Sometimes when you have this experience you need someone to support you and help you to keep going and find out where you went wrong. Knowing when is the right time to get help is very wise. Seeking support, especially the support of someone who is knowledgeable and well prepared to help you as well as give you encouragement can go a long way towards getting you to your goal of scoring well on the IELTS. I have dedicated my life to helping people, just like you, achieve their dreams of learning to speak English and passing the IELTS, and I offer customised support that focuses on you and giving you the support and help that you need. You can read more about me and the programmes I have developed that might be of help to you here.

A mentor, however, can only show you the way and encourage you. At the end of the day YOU are the one who needs to draw on your inner strength and focus on your dream again and take action to move closer to it. Sometimes that action will be seeking the support of someone who can help, enrolling in classes to get the focused learning that you need to succeed.  Sometimes that action will be as simple as recommitting yourself to mastering English and moving forward with renewed energy and zeal.

Practice

The difference between practice and performance is that one is ‘real’ and the other is preparation for real. If you speak then your purpose is often other than the words and sentences – it is to communicate something to someone. When you write, it is to convey the message, or information, or get an assessment in an exam. On the other hand, when you practise you are trying to perfect your skills for the performance. It’s rather like training in sport or rehearsing in music. It is in the practice where you can experiment with new words and phrases or a new style or new ideas. Practice is the focused way in which you get your skills to performance level. It is here that you can try things out, experiment with new words and phrases or new approaches to writing. You can ask people if you are right or gauge someone’s reaction to your new style or new vocabulary. Try and test, test and try, and you will broaden your language for the ‘real’ times.

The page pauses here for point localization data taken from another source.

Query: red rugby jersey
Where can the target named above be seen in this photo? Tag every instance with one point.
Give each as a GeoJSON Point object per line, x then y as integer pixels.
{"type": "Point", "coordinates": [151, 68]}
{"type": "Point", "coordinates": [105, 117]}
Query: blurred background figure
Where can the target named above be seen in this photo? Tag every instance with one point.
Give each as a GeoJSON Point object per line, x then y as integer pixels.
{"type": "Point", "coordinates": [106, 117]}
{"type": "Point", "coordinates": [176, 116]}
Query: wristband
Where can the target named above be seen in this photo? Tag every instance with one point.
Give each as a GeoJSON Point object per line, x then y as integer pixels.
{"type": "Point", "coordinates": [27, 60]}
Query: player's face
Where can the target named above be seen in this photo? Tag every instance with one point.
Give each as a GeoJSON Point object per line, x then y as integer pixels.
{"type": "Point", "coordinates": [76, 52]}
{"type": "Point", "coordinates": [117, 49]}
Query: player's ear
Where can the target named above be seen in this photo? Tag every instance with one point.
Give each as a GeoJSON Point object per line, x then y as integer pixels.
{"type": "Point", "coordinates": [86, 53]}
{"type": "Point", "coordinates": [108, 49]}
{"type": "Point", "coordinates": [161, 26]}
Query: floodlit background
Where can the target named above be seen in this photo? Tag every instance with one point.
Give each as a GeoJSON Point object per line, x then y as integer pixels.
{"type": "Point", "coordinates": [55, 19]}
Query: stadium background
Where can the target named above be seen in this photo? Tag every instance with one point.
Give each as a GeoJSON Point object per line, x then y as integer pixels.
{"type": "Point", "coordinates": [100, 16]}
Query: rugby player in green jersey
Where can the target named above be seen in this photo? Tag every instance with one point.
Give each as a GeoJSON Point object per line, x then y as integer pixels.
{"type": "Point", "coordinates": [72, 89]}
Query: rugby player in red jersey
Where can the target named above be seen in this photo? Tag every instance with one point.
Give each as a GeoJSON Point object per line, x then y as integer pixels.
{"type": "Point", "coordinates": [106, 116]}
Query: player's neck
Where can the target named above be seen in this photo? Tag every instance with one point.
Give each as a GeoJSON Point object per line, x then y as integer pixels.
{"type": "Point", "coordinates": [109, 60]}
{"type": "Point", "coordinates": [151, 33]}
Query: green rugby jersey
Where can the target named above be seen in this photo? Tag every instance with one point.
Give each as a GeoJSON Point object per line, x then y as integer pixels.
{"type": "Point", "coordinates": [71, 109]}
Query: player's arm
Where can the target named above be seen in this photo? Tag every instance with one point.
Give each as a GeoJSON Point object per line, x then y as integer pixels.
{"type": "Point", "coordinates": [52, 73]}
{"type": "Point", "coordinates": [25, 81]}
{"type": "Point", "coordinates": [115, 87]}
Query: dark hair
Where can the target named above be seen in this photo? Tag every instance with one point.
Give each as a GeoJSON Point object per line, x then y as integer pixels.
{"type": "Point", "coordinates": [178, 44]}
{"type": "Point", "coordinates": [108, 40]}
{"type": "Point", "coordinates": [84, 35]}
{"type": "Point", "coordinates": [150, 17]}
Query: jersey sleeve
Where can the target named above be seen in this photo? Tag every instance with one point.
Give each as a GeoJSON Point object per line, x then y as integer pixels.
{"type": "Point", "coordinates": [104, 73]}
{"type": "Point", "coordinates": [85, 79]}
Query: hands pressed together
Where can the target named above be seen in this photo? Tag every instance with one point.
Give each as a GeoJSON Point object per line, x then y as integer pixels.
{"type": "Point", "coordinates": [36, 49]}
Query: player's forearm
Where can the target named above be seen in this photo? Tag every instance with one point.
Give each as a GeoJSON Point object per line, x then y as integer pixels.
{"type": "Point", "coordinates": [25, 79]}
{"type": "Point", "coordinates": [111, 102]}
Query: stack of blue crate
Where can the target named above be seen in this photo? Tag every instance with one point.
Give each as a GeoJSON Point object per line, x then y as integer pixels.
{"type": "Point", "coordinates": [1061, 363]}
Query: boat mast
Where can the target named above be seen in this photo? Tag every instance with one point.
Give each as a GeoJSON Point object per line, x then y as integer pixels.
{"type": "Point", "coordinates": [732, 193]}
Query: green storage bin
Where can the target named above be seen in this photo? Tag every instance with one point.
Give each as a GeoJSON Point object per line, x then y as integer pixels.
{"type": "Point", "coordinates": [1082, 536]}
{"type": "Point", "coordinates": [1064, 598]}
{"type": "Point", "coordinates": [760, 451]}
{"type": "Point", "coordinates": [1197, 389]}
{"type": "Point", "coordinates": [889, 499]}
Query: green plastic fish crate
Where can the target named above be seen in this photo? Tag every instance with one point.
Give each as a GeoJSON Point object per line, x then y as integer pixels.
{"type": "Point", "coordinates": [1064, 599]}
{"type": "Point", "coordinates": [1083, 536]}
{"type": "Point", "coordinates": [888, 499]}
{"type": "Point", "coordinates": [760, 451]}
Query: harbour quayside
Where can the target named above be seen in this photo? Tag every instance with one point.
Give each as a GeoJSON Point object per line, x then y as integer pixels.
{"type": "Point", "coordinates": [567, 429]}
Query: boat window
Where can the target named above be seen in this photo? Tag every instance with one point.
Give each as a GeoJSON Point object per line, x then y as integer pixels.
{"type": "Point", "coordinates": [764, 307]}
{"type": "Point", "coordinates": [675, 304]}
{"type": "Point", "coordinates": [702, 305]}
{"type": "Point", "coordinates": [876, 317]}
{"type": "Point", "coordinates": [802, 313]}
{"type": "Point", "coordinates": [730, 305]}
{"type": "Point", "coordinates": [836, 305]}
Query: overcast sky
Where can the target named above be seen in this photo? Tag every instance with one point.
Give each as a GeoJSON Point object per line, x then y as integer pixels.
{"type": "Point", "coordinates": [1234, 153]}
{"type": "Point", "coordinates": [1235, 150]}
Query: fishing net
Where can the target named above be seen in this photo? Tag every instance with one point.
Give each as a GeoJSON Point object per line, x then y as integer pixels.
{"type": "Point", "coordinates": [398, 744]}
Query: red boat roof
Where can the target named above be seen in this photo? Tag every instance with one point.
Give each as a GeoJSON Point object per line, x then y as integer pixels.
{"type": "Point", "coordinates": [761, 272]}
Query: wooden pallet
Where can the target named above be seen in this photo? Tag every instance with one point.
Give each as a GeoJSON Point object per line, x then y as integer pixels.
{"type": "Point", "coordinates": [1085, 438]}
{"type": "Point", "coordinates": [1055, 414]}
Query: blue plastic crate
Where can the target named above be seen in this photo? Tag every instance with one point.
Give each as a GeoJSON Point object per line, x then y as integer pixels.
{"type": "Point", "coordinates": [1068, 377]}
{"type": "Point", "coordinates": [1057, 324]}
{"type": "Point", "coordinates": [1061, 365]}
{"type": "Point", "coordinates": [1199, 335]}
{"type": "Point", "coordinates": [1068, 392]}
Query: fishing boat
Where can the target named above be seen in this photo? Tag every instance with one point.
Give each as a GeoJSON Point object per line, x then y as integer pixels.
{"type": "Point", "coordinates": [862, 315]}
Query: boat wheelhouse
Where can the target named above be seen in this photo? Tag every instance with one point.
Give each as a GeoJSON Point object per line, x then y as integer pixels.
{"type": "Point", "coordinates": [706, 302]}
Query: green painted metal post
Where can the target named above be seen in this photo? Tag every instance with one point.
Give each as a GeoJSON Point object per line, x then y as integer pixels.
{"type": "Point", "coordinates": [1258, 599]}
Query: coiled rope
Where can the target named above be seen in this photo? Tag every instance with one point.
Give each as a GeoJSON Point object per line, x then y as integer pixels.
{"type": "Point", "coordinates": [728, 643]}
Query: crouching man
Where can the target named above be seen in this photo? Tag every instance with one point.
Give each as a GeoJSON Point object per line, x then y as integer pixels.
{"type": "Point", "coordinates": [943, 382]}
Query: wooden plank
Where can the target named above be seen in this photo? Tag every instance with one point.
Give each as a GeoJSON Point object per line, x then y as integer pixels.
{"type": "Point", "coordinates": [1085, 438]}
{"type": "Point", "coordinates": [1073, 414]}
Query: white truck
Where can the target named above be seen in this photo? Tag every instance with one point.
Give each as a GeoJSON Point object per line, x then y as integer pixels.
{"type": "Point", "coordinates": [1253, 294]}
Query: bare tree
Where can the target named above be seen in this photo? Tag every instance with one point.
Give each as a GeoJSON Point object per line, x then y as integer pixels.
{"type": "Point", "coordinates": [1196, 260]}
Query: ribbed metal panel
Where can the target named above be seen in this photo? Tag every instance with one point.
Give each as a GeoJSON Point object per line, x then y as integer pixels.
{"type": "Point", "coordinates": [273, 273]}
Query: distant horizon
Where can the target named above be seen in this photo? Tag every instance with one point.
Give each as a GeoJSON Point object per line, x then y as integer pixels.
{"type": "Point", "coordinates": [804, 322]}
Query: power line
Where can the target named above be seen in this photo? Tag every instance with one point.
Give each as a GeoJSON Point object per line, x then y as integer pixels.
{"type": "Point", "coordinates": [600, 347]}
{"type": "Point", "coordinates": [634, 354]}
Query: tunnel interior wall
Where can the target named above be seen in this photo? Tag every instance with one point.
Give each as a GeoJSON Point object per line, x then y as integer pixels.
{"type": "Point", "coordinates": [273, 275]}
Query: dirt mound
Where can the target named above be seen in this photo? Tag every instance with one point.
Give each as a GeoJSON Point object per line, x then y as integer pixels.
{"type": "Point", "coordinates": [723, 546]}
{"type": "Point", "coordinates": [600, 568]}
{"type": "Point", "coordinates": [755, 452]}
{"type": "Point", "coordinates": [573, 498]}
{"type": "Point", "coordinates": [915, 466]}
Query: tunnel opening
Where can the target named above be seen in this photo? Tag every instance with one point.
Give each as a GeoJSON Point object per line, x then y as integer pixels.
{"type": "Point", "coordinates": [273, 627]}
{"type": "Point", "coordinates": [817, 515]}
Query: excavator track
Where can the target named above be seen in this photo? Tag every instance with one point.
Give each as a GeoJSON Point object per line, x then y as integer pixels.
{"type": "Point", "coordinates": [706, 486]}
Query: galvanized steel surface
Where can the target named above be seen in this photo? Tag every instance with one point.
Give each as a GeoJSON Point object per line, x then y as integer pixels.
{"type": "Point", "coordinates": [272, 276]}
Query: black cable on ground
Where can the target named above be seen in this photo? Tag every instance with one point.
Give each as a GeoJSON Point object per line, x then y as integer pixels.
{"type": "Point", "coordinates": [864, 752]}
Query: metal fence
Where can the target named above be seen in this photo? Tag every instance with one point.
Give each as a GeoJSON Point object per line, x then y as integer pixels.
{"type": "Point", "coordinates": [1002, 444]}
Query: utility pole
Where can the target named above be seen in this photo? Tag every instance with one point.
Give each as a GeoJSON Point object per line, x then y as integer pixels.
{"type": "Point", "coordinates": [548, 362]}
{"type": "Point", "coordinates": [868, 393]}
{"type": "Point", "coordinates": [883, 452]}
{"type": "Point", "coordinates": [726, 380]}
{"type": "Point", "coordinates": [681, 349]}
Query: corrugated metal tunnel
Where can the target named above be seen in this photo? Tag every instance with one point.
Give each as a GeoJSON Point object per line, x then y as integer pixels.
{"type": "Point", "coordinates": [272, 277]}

But both practice and performance work together to get you those high-level skills that you desire.

Performance

By performance here I mean actually using the language. Speaking and writing as much as you can and making sure that you have an audience to receive this performance, and sometimes even rate you on it! I speak to English learners every day and many of them tell me how they don’t have opportunities to speak or they can’t find anybody to look at their writing. Then, I speak to others who have found themselves language buddies online and they speak every day and assess each other’s writing! You have to try to create opportunities for yourself and it’s so much easier today with the internet.

One of the very essential parts of many of my programmes that help students excel at the IELTS is that I have a Facebook group where students and teachers of English language can speak together and learn from one another. It is an open forum where you can ask questions and get reliable answers from expert sources! It is also a great way for you to connect with other students and practise your English, written as well as spoken!  This practise is invaluable, fluency comes with use!  This is also why immersion is such a great way to accelerate your learning, to find out more about my immersion programmes, go here. You have to get comfortable with the language, it has to become like second nature to you. You cannot rely on your books alone you MUST get out there and speak and write.

The more you perform the better (especially if you have good feedback) your performance will get.

So, here you are; the 4P approach to getting your language skills to shine and in achieving your dreams of fluency in English and passing the IELTS!